With signs emerging that the economic recovery is slowing, mortgage rates continue to hover at or near record lows and demand for purchase loans remains weak, surveys by the Mortgage Bankers Association and Freddie Mac show.

Rates on 30-year fixed-rate mortgages averaged 4.37 percent with an average 0.7 point for the week ending Sept. 23, Freddie Mac said in releasing its weekly Primary Mortgage Market Survey.

That’s unchanged from last week, and not far off the 4.32 percent record low seen during the week ending Sept. 2. At the same time a year ago, 30-year fixed-rate loans averaged 5.04 percent.

Rates on 15-year fixed-rate mortgages were also unchanged from last week, remaining at a record-low 3.82 percent with an average 0.7 point. That’s down from 4.46 percent a year ago.

Rates on 5-year Treasury-indexed hybrid adjustable-rate mortgage (ARM) loans averaged 3.54 percent with an average of 0.6 point, down from 3.55 percent last week and 4.51 percent a year ago. That brought rates on 5-year ARM loans back down to a low in records dating to 2005, last seen during the week ending Sept. 2.

One-year Treasury-indexed ARM loans averaged 3.46 percent with an average 0.7 point, up from 3.4 percent last week but down from 4.52 percent a year ago.

The Federal Reserve’s Open Market Committee on Tuesday said there are signs that the pace of the recovery has slowed, and that it would not only keep its target for a key short-term interest rate at close to zero percent, but was prepared to provide additional stimulus to encourage growth.

That was taken as a sign that the Fed — which wrapped up $1.25 trillion in purchases of mortgage-backed securities in March — may be ready to embark on a new campaign of buying up Treasurys.
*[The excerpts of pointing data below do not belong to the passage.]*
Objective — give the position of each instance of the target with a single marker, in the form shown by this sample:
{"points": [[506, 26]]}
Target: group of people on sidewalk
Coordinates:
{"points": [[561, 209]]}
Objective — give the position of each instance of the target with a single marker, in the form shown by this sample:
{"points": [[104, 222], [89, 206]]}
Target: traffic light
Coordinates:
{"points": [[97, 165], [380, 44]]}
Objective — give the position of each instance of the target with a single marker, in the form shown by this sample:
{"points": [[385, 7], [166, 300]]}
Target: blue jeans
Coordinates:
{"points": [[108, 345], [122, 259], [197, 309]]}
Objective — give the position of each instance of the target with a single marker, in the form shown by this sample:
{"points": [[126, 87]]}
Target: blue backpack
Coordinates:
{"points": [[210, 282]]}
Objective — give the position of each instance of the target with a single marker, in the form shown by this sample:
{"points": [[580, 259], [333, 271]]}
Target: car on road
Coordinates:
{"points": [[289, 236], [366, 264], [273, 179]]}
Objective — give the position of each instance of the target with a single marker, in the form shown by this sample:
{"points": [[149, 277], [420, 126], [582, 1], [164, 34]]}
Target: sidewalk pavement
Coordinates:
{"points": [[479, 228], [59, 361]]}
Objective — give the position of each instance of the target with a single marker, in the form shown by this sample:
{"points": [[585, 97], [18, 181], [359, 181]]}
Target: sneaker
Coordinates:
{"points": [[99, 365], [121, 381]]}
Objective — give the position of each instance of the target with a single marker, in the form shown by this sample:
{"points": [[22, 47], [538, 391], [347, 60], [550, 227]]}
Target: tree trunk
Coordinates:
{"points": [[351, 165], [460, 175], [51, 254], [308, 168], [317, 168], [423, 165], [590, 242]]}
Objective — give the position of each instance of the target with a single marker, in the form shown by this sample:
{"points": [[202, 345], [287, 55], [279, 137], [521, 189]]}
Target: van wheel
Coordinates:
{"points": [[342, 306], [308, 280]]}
In any event, "The perception of slow growth and low inflation removed any upward pressure on fixed mortgage rates this week," Freddie Mac Chief Economist Frank Nothaft said in a statement.

Nothaft noted that fixed mortgage rates usually fall for 12 months following the end of a recession.

Members of the National Bureau of Economic Research recently determined that, according to their calculations, the recession ended in June 2009.

In announcing their determination, members of the NBER Business Cycle Dating Committee added that they had not concluded "that economic conditions since that month have been favorable or that the economy has returned to operating at normal capacity."

(In its statement, the Fed noted that while household spending is increasing gradually, it remains constrained by "high unemployment, modest income growth, lower housing wealth, and tight credit.")

Looking back a week, the Mortgage Bankers Association said a seasonally adjusted index tracking demand for purchase mortgages was down 3.3 percent from the week before during the week ending Sept. 17, and off 38 percent from a year ago.

Although requests for refinancings were down for the third week in a row, they still accounted for 81.1 percent of all mortgage applications, the MBA said in releasing its Weekly Mortgage Applications Survey.